Warum wird er gerade jetzt so gepriesen?
Dabei müsste man bei unvoreingenommer Betrachtung doch eigentlich zu einer anderen Ansicht kommen. Fangen wir mit dem Aufwand an. Da müssen jedesmal die MinisterpräsidentInnen mit den Regierungsvertretern zusammenkommen, um die Massnahmen gegen die Corona Pandemie abzustimmen - und dann verfahren sie anschließend doch nicht gemeinsam.Das wird dann als Vielfalt gepriesen und Chance verschiedene Wege auszuprobieren. Als ob das in einer zentralen Struktur nicht auch möglich wäre - und wahrscheinlich sogar besser.

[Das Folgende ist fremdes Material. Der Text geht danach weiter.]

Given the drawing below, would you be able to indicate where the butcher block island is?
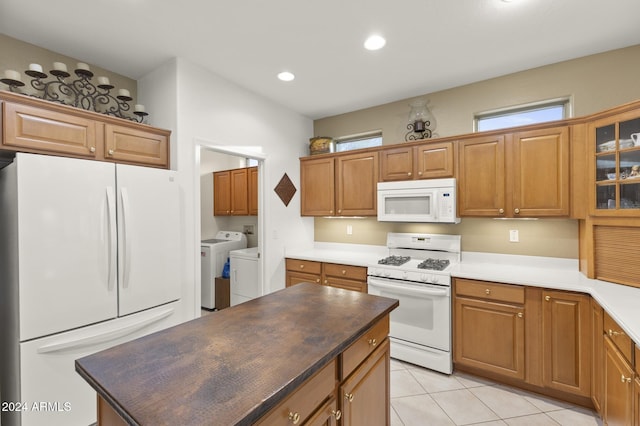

Es ist jedenfalls aus Bürgersicht nicht nachvollziehbar, warum in einem Bundesland eine Regelung für richtig erachtet wird, die in einem anderen nicht oder anders praktiziert wird. Bis dann schließlich doch eine halbwegs bundeseinheitliche Verfahrensweise praktiziert wird, ist wertvolle Zeit verloren gegangen.
Die Nachteile des Föderalismus werden allerdings nicht erst jetzt in der Krisensituation deutlich. Unsere föderal organisierte Bildungspolitik ist absolut unzeitgemäß. Die Umsetzung bestimmter bildungspolitischer Konzepte oder die Ausstattung von Bildungseinrichtungen kann nicht von der Regierungssituation in einem Bundesland abhängen. Wenn man die Diskussionen in der Kultusministerkonferenz verfolgt, kann man nicht immer konsequent "sachbezogene" Argumentationen feststellen.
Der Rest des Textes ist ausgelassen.